UQ engineer Hubert Chanson is working with world experts in coastal and river hydraulics to better predict tsunami damage of coastlines.
"There are a number of models to predict tsunami propagation in deep water but the recent experience and scientific data have shown that most tsunami models poorly predict flooding of coastal plains," Dr Chanson said.
Dr Chanson has teamed up with experts from Japan, California and New Zealand to produce a new mathematical model that will predict tsunami impacts on coastal towns.

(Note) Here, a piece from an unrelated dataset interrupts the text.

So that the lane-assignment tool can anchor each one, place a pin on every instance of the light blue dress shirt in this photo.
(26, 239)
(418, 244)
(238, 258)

Current models underestimated the height of the Boxing Day Tsunami above sea level by up to 20 metres in Western Sumatra and overestimated by as much as 10 metres in Bangladesh.
He has been expanding on existing prediction models and analysing video, photos, surveys and aerial and satellite maps of the Boxing Day Tsunami for his project. And he believed wetlands and coral reefs had probably absorbed much of the tsunami's force in some regions, especially in parts of Bangladesh and in the reef surrounding Mauritius.
A more accurate model which could predict tsunami spread and impact, or even flash flooding, could help emergency services and city planners. Dr Chanson said the two big lessons from the tsunami damage were that key public buildings like hospitals needed to be built on higher ground and that accessible transport had to run to the coast, in case of emergencies.
Dr Chanson and his colleagues are also working on an improved dam spillway which features stepped spilling to dampen the water's destructive force.
Stepped spillways were common in dams a century ago but were abandoned from the 1950s because concrete stepping was too costly. Dr Chanson's stepped spillway could be made out of roller compacted concrete which yields up to 50 percent cheaper construction costs than conventional spillways.